Diverse Reactivity of Chelating and Xanthine-Derived Copper-N-Heterocyclic Carbenes: Catalytic Activity, Electrochemical Reactivity and Non-Innocent Behaviour

This thesis involves the preparation and exploration of the reactivity of a variety of organocopper complexes with N-heterocyclic carbene (NHC) ligands. The ligands contain either pyridyl/picolyl/allyl N-substituents or a xanthine-derived backbone.
Structural modifications were made to the NHC ligands which were investigated for their catalytic activity when coordinated with Cu(I) in situ in an Ullmann-type etherification reaction. The ligand found to be the most active in catalysis was 1 allyl-3-picolylbenzimidazol-2-ylidene.
The catalytic reaction was studied in more detail to assess deactivation pathways through reductive elimination of aryl imidazolium, dehalogenation and/or homocoupling of aryl iodide. In order to quantify the deactivation pathways, the preparation of novel aryl-imidazolium salts via C 2 selective arylation of imidazole, and of a biaryl via a Pd-catalysed was necessary, which led to more understanding the Cu-catalysed reaction and further side-reactions.
The arylation of NHC-related species was exploited in the C 2 arylation of xanthine-derived compounds. The reactions were investigated via Cu NHC complexes, prepared using an electrochemical method. The kinetics of the arylation of a xanthine-derived Cu-NHC complex were studied using in situ 1H NMR and IR spectroscopies. Optimisation and a full understanding of this reaction has potential application in the detection of mismatched DNA bases.

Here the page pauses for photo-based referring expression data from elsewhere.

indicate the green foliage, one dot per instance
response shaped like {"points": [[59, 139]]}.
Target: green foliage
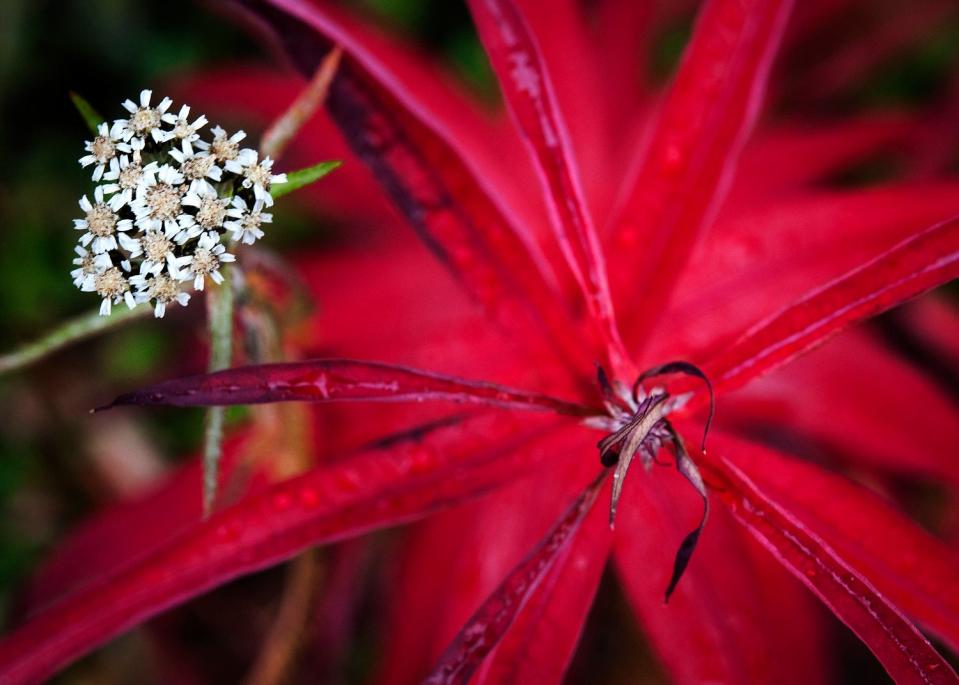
{"points": [[303, 177], [90, 115]]}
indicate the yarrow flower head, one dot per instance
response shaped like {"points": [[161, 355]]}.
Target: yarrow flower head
{"points": [[166, 206]]}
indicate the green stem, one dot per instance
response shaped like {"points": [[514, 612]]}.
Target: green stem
{"points": [[72, 331], [220, 318]]}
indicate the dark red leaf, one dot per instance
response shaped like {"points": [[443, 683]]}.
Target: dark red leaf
{"points": [[336, 380], [906, 564], [848, 398], [914, 266], [127, 530], [732, 598], [539, 645], [528, 90], [491, 621], [379, 487], [692, 152], [803, 243], [421, 160], [906, 655]]}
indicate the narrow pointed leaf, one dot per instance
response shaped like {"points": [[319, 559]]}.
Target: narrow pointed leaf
{"points": [[906, 655], [302, 178], [124, 531], [370, 490], [539, 645], [491, 621], [847, 398], [332, 380], [477, 545], [905, 563], [912, 267], [805, 241], [685, 172], [732, 597], [815, 153], [90, 116], [418, 142], [529, 93]]}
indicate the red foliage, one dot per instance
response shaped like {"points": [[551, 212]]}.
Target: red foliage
{"points": [[713, 246]]}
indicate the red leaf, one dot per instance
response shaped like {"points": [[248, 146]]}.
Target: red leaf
{"points": [[126, 530], [336, 380], [906, 655], [732, 597], [848, 397], [624, 29], [935, 321], [380, 487], [539, 645], [906, 564], [804, 242], [888, 35], [476, 546], [529, 93], [814, 153], [914, 266], [422, 163], [491, 621], [692, 153], [561, 30]]}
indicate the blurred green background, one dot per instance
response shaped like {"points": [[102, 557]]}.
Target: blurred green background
{"points": [[107, 50]]}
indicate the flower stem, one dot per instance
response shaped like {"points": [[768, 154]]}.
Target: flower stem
{"points": [[75, 330], [220, 318], [288, 124]]}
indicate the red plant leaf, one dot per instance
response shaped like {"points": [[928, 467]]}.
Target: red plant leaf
{"points": [[814, 154], [127, 530], [804, 242], [683, 176], [732, 598], [380, 487], [529, 93], [561, 30], [935, 322], [423, 166], [906, 655], [336, 380], [906, 564], [539, 645], [912, 267], [874, 45], [492, 620], [476, 545], [848, 398]]}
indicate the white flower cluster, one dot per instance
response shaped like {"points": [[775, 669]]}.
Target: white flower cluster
{"points": [[166, 207]]}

Further to the non-innocent behaviour of NHCs, an unusual Cu-mediated annulation reaction involving an allyl N-substituent was investigated. The reaction is proposed to occur via oxidative addition of C-Br to a Cu2Br2 cluster, Br migration and reductive elimination of the annulated product. Although most of the reactions discussed in this thesis are thought to proceed via a Cu(III) intermediate, the isolation of a Cu(III)-NHC has not been achieved to date. Attempts were therefore made to stabilise a Cu(III)-NHC using the macrocyclic effect, which may allow more understanding of the elusive Cu(III) NHC intermediate in a variety of reactions.